Tonight some of the members of Frank’s radio class are taking tests for their ham licenses. We are excited for them and hope everyone does well. We’ll let you know how it turns out and give you an update on how the class went in general. Now that it is over, we’ll see if our hopes of a local communications network materializes.
By the way. Has anyone been having trouble with their internet service? Our internet service with Verizon over the past few months has gone from good, to a few glitches, to terrible. We get disconnected or ‘frozen’ numerous times a day now. Then we had someone tell us that Verizon and AT&T are having issues nationwide. Then we found out some other folks in this are are having connectivity issues with Verizon. Then we found out a medical clinic in Fort Smith, Arkansas has been having issues for a month. It would be interesting to hear if anyone else knows anything about this or is experiencing any difficulties.
We have taken to carrying a small bat with us into the pig pen for training purposes. The pigs have responded well and no longer crowd around right behind me when I am walking to the feed pan. We will continue to be very consistent in shaping their behavior. So far, so good.
Life on the homestead is good, very good. We continue to keep tabs on the world with a growing certainty that things will not remain as they are for much longer. The stock markets continue to exhibit the roller coaster pattern that many leading economists have been predicting. The media continues to distract the populace with the same mindless drivel they
have served up for years now. Every so often they intersperse their drivel with small tidbits of real news, news of increased violence, intolerance and suppression of the freedoms we once took for granted. Maybe that’s part of the problem. We have taken too much for granted for too long. Now the pursuit of pleasure and recreation is the end goal and the means justifies the end for a large portion of our world’s population. When this pursuit is no longer an option, what knowledge or skills will exist that can be utilized for survival? I’m afraid it will be like looking into the bottom of an empty barrel. There will be nothing there.

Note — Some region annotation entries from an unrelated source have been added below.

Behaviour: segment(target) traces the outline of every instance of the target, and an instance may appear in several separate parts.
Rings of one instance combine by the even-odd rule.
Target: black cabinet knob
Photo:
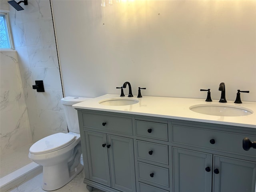
[[[205,168],[205,170],[207,172],[210,172],[210,171],[211,171],[211,169],[210,167],[207,167]]]
[[[252,147],[256,149],[256,142],[252,142],[248,137],[245,137],[243,139],[243,148],[246,151],[248,151]]]
[[[218,169],[215,169],[214,170],[213,172],[214,172],[215,174],[218,174],[220,173],[220,172],[219,171],[219,170]]]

You’ve heard this many times before and here it is again. Learn all you can. Experience what you can now when failure is still and option and you can go to the store and obtain whatever it is you will need. Every single thing you can learn now will increase your possibility of making it yet another day when everything around you has changed. If some of the things we read and hear are anywhere near accurate, the beginnings of major upheaval or change may not be far away, not far at all. Do everything you can. Prepare yourself mentally to see and experience the unthinkable.